The National Labor Relations Board (NLRB) denied a Petitioner's request for review of the Regional Director's order dismissing a petition and withdrawing the notice of hearing in a case involving New York Paving, Inc. (Employer), Construction Council Local 175, Utility Workers Union of America, AFL-CIO (Petitioner), and Highway, Road and Street Construction Laborers’ Union 1010, of the Laborers International of North America, AFL-CIO (Intervenor).

The Petitioner argued that a Memorandum of Agreement (MOA) signed by the Employer and Intervenor on March 5, 2024, constituted a premature extension of collective-bargaining agreements drafted in 2017 and 2021. The Board rejected this argument. Even if the parties had adopted and were bound by the 2017 and/or 2021 agreements through their conduct, as the Petitioner contended, these agreements would not have barred petitions under the Board's contract bar doctrine because they were never signed by the parties. The Board reaffirmed the principle established in Appalachian Shale Products Co., that an unsigned contract cannot bar a petition, even if its provisions are put into effect.
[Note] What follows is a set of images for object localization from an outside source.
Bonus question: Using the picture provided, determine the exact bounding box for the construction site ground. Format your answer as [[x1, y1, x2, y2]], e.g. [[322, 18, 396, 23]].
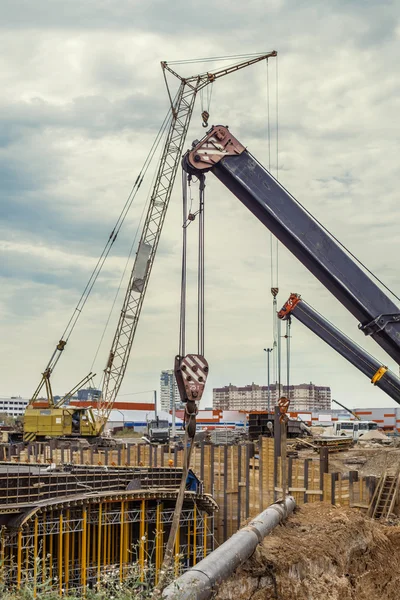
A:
[[294, 439, 400, 477], [214, 502, 400, 600]]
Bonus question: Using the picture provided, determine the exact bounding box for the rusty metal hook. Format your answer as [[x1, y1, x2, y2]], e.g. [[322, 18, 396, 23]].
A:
[[201, 110, 209, 128]]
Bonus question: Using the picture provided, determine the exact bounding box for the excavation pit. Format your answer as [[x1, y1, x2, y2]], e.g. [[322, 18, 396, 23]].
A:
[[215, 502, 400, 600]]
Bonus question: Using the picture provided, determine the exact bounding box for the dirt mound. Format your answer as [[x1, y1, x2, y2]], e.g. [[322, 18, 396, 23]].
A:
[[214, 503, 400, 600], [359, 448, 400, 476], [358, 430, 389, 441]]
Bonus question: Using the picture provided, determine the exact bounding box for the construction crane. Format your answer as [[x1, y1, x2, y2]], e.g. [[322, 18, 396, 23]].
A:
[[180, 125, 400, 417], [98, 51, 277, 433], [23, 53, 277, 442], [277, 293, 400, 404], [331, 399, 360, 421]]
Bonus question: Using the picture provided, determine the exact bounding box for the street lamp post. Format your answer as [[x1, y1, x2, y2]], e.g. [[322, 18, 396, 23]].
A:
[[264, 348, 273, 412], [154, 390, 158, 420]]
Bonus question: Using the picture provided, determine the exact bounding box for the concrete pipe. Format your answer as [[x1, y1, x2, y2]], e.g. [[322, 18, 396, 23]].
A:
[[162, 495, 296, 600]]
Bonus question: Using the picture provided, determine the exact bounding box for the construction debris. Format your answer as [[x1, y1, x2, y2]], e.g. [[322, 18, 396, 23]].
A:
[[209, 428, 246, 445], [312, 436, 354, 452]]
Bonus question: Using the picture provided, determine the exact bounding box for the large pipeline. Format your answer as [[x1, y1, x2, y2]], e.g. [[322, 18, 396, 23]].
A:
[[162, 495, 296, 600]]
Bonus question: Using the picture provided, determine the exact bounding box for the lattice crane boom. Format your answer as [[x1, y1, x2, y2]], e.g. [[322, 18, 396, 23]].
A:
[[97, 52, 277, 431]]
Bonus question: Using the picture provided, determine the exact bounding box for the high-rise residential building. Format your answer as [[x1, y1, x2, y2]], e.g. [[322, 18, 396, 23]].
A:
[[160, 370, 182, 412], [213, 382, 331, 412]]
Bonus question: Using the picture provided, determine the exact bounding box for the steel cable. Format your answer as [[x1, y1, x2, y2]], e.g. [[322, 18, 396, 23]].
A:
[[89, 122, 171, 376], [250, 150, 400, 306], [58, 99, 176, 348], [167, 52, 269, 66], [198, 175, 205, 355], [179, 170, 188, 358]]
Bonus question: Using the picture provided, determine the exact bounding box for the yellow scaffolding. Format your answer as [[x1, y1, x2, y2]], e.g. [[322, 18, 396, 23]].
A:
[[4, 494, 213, 594], [65, 509, 70, 593], [97, 503, 102, 588], [119, 501, 125, 582], [33, 517, 38, 599], [58, 512, 63, 596], [81, 507, 87, 592], [139, 499, 145, 581]]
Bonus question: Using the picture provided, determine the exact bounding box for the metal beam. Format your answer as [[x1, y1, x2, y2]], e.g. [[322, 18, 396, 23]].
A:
[[183, 126, 400, 365], [281, 295, 400, 404]]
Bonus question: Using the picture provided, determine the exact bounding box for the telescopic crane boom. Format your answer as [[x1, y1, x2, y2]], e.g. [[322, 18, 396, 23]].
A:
[[278, 293, 400, 404], [182, 125, 400, 378]]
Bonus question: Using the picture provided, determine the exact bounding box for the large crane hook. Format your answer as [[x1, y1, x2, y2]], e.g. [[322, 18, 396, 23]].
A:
[[174, 354, 209, 438], [201, 110, 209, 128]]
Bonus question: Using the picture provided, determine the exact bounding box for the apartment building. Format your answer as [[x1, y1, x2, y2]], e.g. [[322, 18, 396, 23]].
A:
[[0, 397, 29, 417], [213, 382, 331, 412]]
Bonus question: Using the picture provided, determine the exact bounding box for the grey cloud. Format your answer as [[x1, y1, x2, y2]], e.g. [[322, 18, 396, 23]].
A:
[[0, 0, 241, 32], [1, 0, 400, 406], [0, 93, 165, 141], [0, 189, 142, 255], [0, 0, 396, 53]]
Furthermore, the Board clarified that the premature extension doctrine does not apply unless the original agreement was in effect as a bar at the time the extension agreement was executed. This principle, derived from cases such as New England Telephone & Telegraph Co. and Cushman's Sons, Inc., means that a new contract signed during the term of a prior agreement that would bar a petition can only extend that bar for the remainder of the original contract's period. Therefore, the 2024 MOA could not have served as a premature extension that created a window period prior to the expiration of the alleged 2017 and/or 2021 agreements.